MySheen

Camellias are willing to give their lives to camellias. It's important to share some skills of camellias.

Published: 2024-11-05 Author: mysheen
Last Updated: 2024/11/05, At present, there are clusters of camellia buds, a single bud is a little bigger than soybeans, some strong branches often accumulate more than two buds, camellias and peonies have the same habit of giving up their lives, too many flowers will consume a lot of nutrients.

At present, there are clusters of camellia buds, a single bud is a little larger than soybeans, and the tops of some strong branches often accumulate more than two buds. Camellias and peonies have the same habit of giving up their lives and flowers. Too many flowers will consume a lot of nutrients and weaken the tree potential. At the same time, the flowering is not large and standard, and it is not easy to show the flower characteristics of this variety. It is better planted on the ground, especially in pots, and the sprouting of fallen leaves is slow and weak after flowering. Therefore, during this period of time, it is necessary to sparse the buds in time, which can not only bloom huge, but also maintain the tree momentum.

The common practice of thinning buds is to break off the redundant buds directly. I don't know if you have noticed that the base of the buds is close to the base of the leaf buds. After breaking the buds, it will leave a large wound on the base of the buds, which will make the buds lose water at the base and cause the buds to atrophy or even wither. even if it does not dry up to spring germination is relatively weak, so it is necessary to improve the method of bud thinning.

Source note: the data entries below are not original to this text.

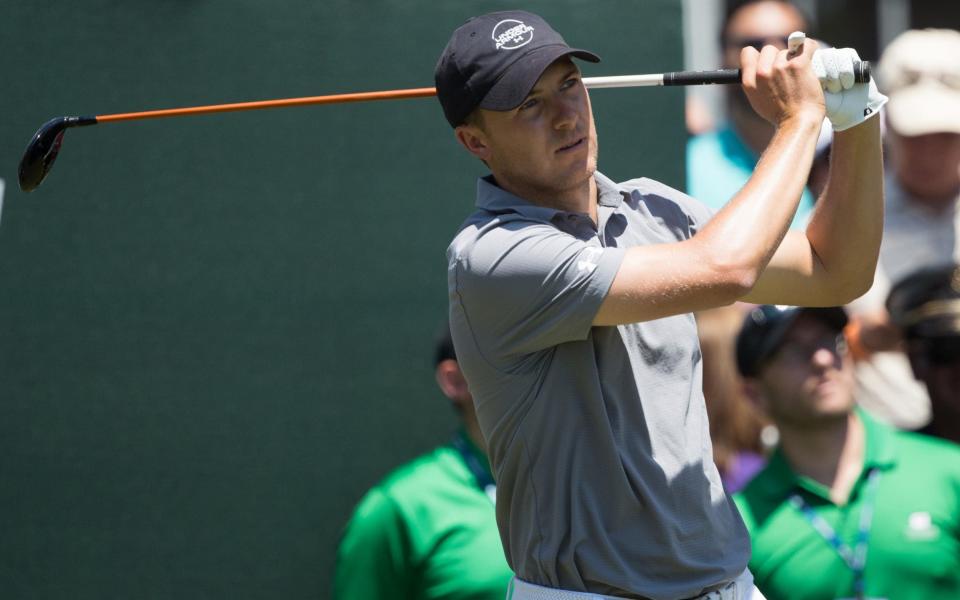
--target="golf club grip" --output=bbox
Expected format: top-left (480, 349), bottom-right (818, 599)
top-left (663, 61), bottom-right (871, 86)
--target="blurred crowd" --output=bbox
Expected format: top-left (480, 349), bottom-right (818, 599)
top-left (688, 0), bottom-right (960, 484)
top-left (687, 2), bottom-right (960, 598)
top-left (333, 2), bottom-right (960, 599)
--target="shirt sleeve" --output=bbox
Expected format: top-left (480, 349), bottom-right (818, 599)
top-left (450, 219), bottom-right (625, 361)
top-left (332, 489), bottom-right (415, 600)
top-left (633, 176), bottom-right (717, 235)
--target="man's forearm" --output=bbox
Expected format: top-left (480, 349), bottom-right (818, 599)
top-left (698, 112), bottom-right (823, 284)
top-left (806, 116), bottom-right (884, 299)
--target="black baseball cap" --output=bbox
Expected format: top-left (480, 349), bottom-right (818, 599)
top-left (735, 305), bottom-right (849, 377)
top-left (887, 263), bottom-right (960, 339)
top-left (434, 10), bottom-right (600, 127)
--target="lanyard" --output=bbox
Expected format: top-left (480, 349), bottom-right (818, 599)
top-left (789, 468), bottom-right (881, 600)
top-left (451, 432), bottom-right (497, 504)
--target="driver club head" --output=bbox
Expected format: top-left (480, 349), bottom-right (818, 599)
top-left (18, 116), bottom-right (96, 192)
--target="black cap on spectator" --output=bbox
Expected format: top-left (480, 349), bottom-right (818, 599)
top-left (736, 305), bottom-right (848, 377)
top-left (887, 264), bottom-right (960, 339)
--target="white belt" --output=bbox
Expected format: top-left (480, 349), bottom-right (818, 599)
top-left (507, 569), bottom-right (756, 600)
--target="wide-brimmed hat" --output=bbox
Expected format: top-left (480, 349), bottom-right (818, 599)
top-left (877, 28), bottom-right (960, 136)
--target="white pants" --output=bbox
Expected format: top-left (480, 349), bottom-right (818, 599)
top-left (507, 569), bottom-right (767, 600)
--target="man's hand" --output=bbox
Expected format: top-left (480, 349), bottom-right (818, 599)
top-left (740, 34), bottom-right (825, 128)
top-left (812, 48), bottom-right (888, 131)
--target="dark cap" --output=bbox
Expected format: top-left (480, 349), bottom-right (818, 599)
top-left (887, 264), bottom-right (960, 339)
top-left (735, 305), bottom-right (849, 377)
top-left (434, 10), bottom-right (600, 127)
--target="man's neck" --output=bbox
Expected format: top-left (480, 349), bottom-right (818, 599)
top-left (495, 173), bottom-right (598, 224)
top-left (779, 412), bottom-right (865, 505)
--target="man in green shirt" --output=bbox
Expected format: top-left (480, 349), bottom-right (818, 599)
top-left (733, 305), bottom-right (960, 600)
top-left (332, 325), bottom-right (512, 600)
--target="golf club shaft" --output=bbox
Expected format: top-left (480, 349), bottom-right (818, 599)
top-left (90, 63), bottom-right (871, 124)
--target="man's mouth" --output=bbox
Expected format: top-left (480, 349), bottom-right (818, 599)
top-left (557, 137), bottom-right (585, 153)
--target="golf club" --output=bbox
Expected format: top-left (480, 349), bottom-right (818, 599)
top-left (18, 62), bottom-right (870, 193)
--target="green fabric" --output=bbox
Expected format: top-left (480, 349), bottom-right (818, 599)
top-left (734, 411), bottom-right (960, 600)
top-left (333, 440), bottom-right (512, 600)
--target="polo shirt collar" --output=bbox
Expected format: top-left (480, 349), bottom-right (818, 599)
top-left (475, 171), bottom-right (623, 221)
top-left (859, 407), bottom-right (897, 471)
top-left (594, 171), bottom-right (623, 208)
top-left (751, 409), bottom-right (897, 503)
top-left (456, 427), bottom-right (493, 479)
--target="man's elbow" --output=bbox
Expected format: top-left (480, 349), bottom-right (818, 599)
top-left (836, 271), bottom-right (875, 304)
top-left (710, 256), bottom-right (761, 301)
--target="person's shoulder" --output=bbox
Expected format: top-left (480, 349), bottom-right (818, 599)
top-left (345, 445), bottom-right (472, 532)
top-left (374, 445), bottom-right (463, 498)
top-left (616, 176), bottom-right (679, 195)
top-left (447, 209), bottom-right (570, 273)
top-left (615, 176), bottom-right (714, 227)
top-left (892, 428), bottom-right (960, 467)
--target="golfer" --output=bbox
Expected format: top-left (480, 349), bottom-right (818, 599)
top-left (435, 10), bottom-right (885, 600)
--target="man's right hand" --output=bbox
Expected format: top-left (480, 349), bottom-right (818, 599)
top-left (739, 36), bottom-right (826, 128)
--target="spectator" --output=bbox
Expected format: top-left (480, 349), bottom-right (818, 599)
top-left (696, 306), bottom-right (772, 492)
top-left (846, 28), bottom-right (960, 431)
top-left (733, 304), bottom-right (960, 600)
top-left (332, 324), bottom-right (512, 600)
top-left (686, 0), bottom-right (824, 228)
top-left (887, 263), bottom-right (960, 444)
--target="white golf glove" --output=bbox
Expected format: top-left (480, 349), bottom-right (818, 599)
top-left (811, 47), bottom-right (887, 131)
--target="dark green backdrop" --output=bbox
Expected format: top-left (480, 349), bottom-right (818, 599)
top-left (0, 1), bottom-right (684, 598)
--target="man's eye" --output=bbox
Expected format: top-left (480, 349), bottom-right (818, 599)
top-left (561, 78), bottom-right (579, 90)
top-left (520, 98), bottom-right (539, 110)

Two buds and one bud, very tight.

After years of exploration and practice, the "bud cutting method" can be adopted to achieve the effect of thinning buds without harming leaf buds. The specific method is as follows: when the buds are about the size of a soybean grain (actually, the earlier the better, but too small to operate), cut off the waist of the excess buds with sharp scissors, and the buds form a large wound, which will evaporate the water from the rest of the buds, and the rest will naturally wither and fall off after a week. At this time, the joint with the leaf bud has also formed a dry scar knot, which does not affect the development of the leaf bud at all. When cutting buds, it should be noted that the amount of cutting should not be less than half, that is, the above mentioned buds below the waist, the purpose is to destroy the pistil, if the pistil is not injured this half of the bud will continue to develop and grow.

The following is a demonstration with a picture, look at the text may not understand, then look at the picture!

Yesterday afternoon, it was almost dark the day after work, only one was cut, hit harder, leaving a small half of it to dry up. The inner one should have been removed, but the outer bud was removed because it was bought with a little damage. As shown above

Taken under Yuba tonight, the cut has turned yellowish brown after a day, but it will not fall off. It has been raining in the past few days, the air humidity is high, and the shedding time is a little longer.

These buds hidden in the middle have no effect even if they come out, so they should be cut off. It can really blossom, and there are a lot of short and weak buds in the lower part. I don't want it, but I really don't want to stay less.

Nine buds were cut off, which may be due to oxidation and the cut changed color after a while. Look at the number of petals and anstamens should be what the flower vendor called "Rocks of Eighteen Scholars".

It's good to leave seven big buds in the whole plant. Looking intently, the top of the summer shoot also gave birth to small buds.

The flowers and leaves at the top of summer shoots are symbiotic.

In fact, the best time to sparse buds is when the buds are as big as dried soybeans, and they should be cut off as big as the buds on the 50th floor, so that the buds left behind can get sufficient nutrients. In fact, it is a little late to cut the buds in front. The buds cut on the 7th of this month are almost all cloudy and rainy days. Today, half of the buds have dried up.

Half of the falling bud.

The shedding site has formed a scab and has no effect on the leaf bud.

The current layout of buds. The tree has sprouted summer shoots, so the spring shoots look low, the buds on the spring shoots are concentrated in the middle of the tree, and there are small buds at the top of the summer shoots.

When I bought it back, it was crooked in the basin, and it was estimated that it had been crooked for a long time, so the summer top caused the whole tree to be a little crooked, and when I came back, the soil was too stiff, so I removed 2/3 of the original soil and put it back on the basin. After the beginning of spring, I pruned and reissued new buds and then returned to a positive shape.

Personally, in order to maintain the normal growth of the plant and the variety characteristics of the flowers, one branch with four or five leaves or more can be left in the pot, and the others can not be left behind. for example, if there are too few buds in the whole plant, you can also leave a flower bud on a relatively weak branch, but you really can't be greedy for more, otherwise it will do great harm to the growth of the plant in the coming year. What is planted on the ground can be kept as much as possible.